None of this would have surprised historian Richard Hofstadter, who won a Pulitzer in 1964 for his book Anti-Intellectualism in American Life. Starting with the colonies, Hofstadter shows how the vast underlying stratum of anti-elite, anti-reason, anti-science Americans has frequently erupted into political and cultural action. These are folks who never heard of the Enlightenment of the 18th century, and do not experience a lot of reason, logic or the empirical method in their daily lives. They live by “common sense,” personal relationships and superstition. They have always been with us, and there are a lot of them.
Their outburst into today’s anti-science global warming mania would just be the latest chapter in Hofstadter’s book.
You might think that the revolution of Internet-blogging-networking technology would work to spread sound scientific knowledge more broadly, but you would be wrong. The new technology spreads a cacophony of voices in which the pre-Enlightenment folks are not only equal but more numerous and dominant than the voices of reason.
Journalist Charles Pierce not long ago wrote an essay on “Idiot America,” followed by a book of that name, in which he argued that “the rise of Idiot America today represents — for profit mainly, but also, and more cynically, for political advantage and in the pursuit of power — the breakdown of a consensus that the pursuit of knowledge is a good. It also represents the ascendancy of the notion that the people whom we should trust the least are the people who best know what they’re talking about. In the new media age, everybody is a historian, or a preacher, or a scientist, or a sage. And if everyone is an expert, then nobody is, and the worst thing you can be in a society where everybody is an expert is, well, an actual expert.”

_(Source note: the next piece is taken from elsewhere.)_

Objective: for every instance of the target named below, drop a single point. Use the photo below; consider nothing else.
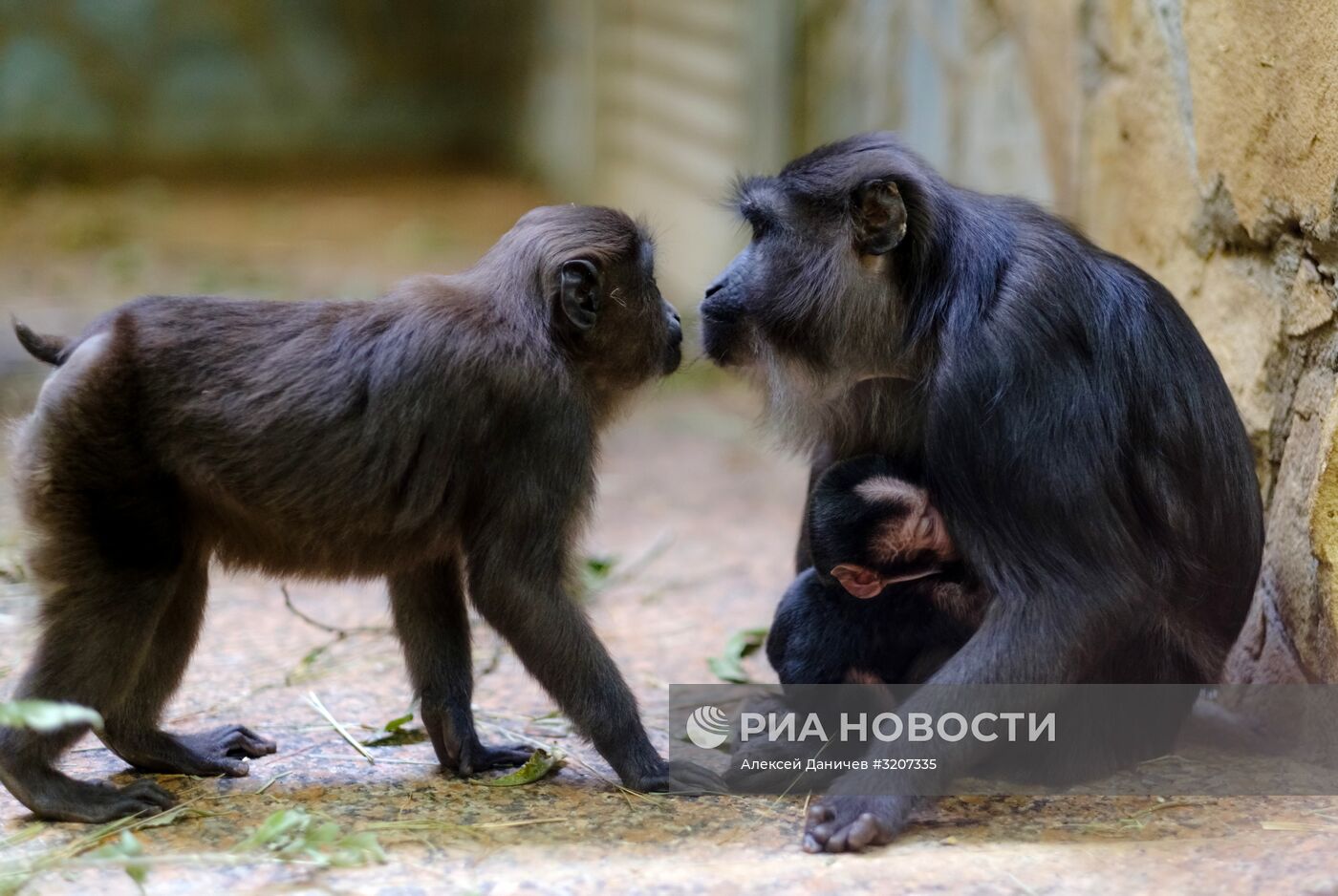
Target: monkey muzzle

Moreover, the new technology is not working alone. You have the likes of oil interests such as Koch Industries and Exxon Mobil funding a phalanx of anti-science spokesmen, think tanks and lobbyists. They put their money into sowing doubt about the scientific consensus, as many of these same people did on tobacco, ozone and acid rain, playing on the fact that the way science works is to set up repeated challenges of the evidence by peers but ignoring that scientific consensuses do indeed exist — otherwise, we would not have made the progress we did on tobacco, ozone and acid rain.
Sheltered by the technological cacophony and the big money available, politicians feel unashamed to stand in front of the National Academy of Sciences and virtually every climate scientist in the world and utter irrational things like “God promised Noah …,” or “solar flares,” or “nobody really knows,” “not man-made” or “hoax.”
“[The deniers’] goal is to create the perception that fundamental aspects of climate science are controversial,” write several scientists connected to the National Academy. “They are not.”
“All their claims, all the studies cited and all the evidence they have presented has been thoroughly reviewed by climate scientists. There is no scientific basis for contesting the academy’s finding.”
We are in Tennessee again, 1925, in the grip of the anti-scientists and their politicians. We will lose a generation in dealing with greenhouse gases. Yet the science says we have only a few years.